【時代劇】『江戸を斬るⅡ~Ⅵ』西郷輝彦主演/異色の遠山金四郎ドラマ
先日、昭和の名作時代劇ドラマ『江戸を斬る 梓右近隠密帳』について書きました。
チバテレビでの再放送に絡めての執筆でしたが、チバテレでは引き続いて
シリーズ第2部となる『江戸を斬るⅡ』の再放送が始まりました。
今回はこちらについて書きます。
『江戸を斬るⅡ』
1975年11月10日-1976年5月17日
メインタイトル『江戸を斬る』は同じでも、
1部と2部では登場人物も時代も(もちろん江戸時代ではありますが)まったく違うドラマです。
第1部は江戸時代もまだ初期の三代将軍徳川家光の時代、
家光の腹違いの弟で、架空の人物 梓右近(竹脇無我)が主役。
第2部は幕末に近い天保時代。
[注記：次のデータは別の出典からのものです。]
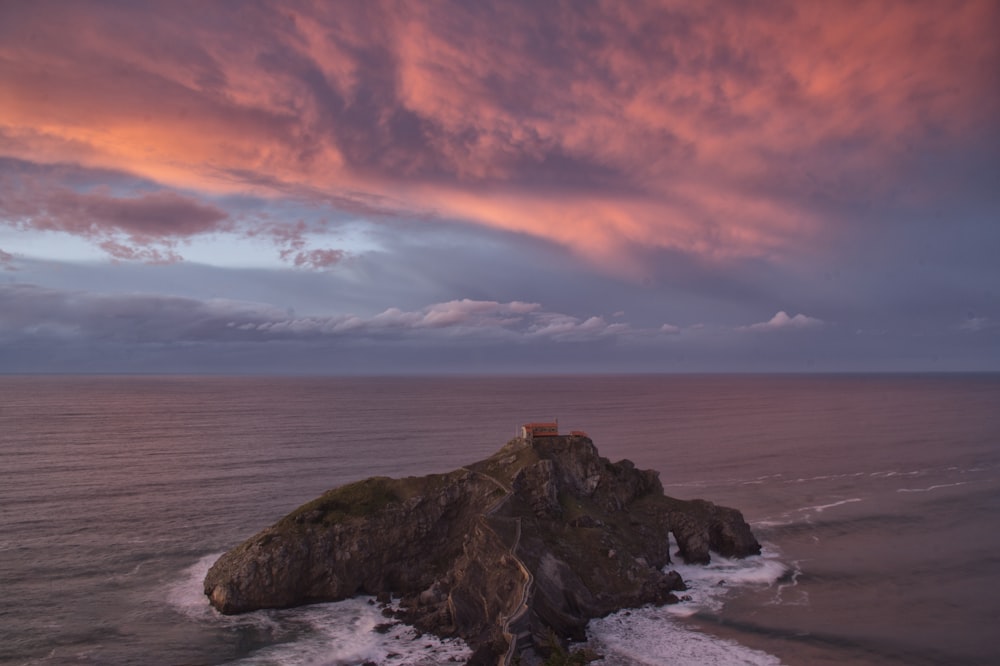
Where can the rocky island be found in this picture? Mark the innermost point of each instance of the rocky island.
(507, 553)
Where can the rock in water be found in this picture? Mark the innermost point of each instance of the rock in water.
(533, 541)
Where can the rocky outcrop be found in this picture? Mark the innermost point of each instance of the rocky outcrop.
(533, 541)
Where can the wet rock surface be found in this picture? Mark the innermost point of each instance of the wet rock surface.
(505, 553)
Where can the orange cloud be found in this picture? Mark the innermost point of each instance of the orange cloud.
(604, 127)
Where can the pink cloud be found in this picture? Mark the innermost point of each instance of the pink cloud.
(604, 128)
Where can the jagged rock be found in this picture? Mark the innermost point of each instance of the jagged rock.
(534, 541)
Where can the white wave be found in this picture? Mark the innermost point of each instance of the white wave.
(709, 584)
(820, 508)
(332, 634)
(648, 636)
(644, 636)
(930, 488)
(345, 632)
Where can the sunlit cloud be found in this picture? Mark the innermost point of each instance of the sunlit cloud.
(781, 320)
(711, 128)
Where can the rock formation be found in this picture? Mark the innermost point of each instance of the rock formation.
(506, 553)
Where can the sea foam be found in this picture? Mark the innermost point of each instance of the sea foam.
(646, 635)
(346, 632)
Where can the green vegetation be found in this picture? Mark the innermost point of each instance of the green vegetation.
(354, 500)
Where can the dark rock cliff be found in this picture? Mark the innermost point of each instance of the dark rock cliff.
(533, 541)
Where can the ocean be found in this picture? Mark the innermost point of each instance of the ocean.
(877, 500)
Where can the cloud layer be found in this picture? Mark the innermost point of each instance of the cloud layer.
(506, 179)
(712, 128)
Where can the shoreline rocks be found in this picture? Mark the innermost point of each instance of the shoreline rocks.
(505, 553)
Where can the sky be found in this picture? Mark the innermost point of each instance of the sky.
(509, 187)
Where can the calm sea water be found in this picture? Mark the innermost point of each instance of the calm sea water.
(877, 499)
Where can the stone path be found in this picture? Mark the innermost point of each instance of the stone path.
(522, 608)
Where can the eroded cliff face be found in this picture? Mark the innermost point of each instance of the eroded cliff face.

有名キャラクターの遠山金四郎を西郷輝彦が演じました。
好評につき、第6部となる『江戸を斬るⅥ』まで5シーズンが制作され、
『水戸黄門』『大岡越前』と人気時代劇が並び立つ、「ナショナル劇場」の黄金期を築きました。
時代劇の新ヒーロー誕生
遠山金四郎、ご存じ“遠山の金さん”が主役といっても、お白州で桜吹雪の入れ墨を見せて見栄を切る、
映画やNET(現テレビ朝日)のシリーズでのお馴染みのシーンはほとんどない、
「金さん」ものとしては、異色のドラマということになるかと思います。
主演の西郷輝彦は1960年代は橋幸夫、舟木一夫と共に“御三家”として知られた人気歌手として活躍。
1970年代になると、歌謡界の主役は新御三家に取って代わられますが、
戦中戦後の大坂を舞台としたドラマ『どてらい男(やつ)』(1973年-77年)の主演で俳優としてブレイクします。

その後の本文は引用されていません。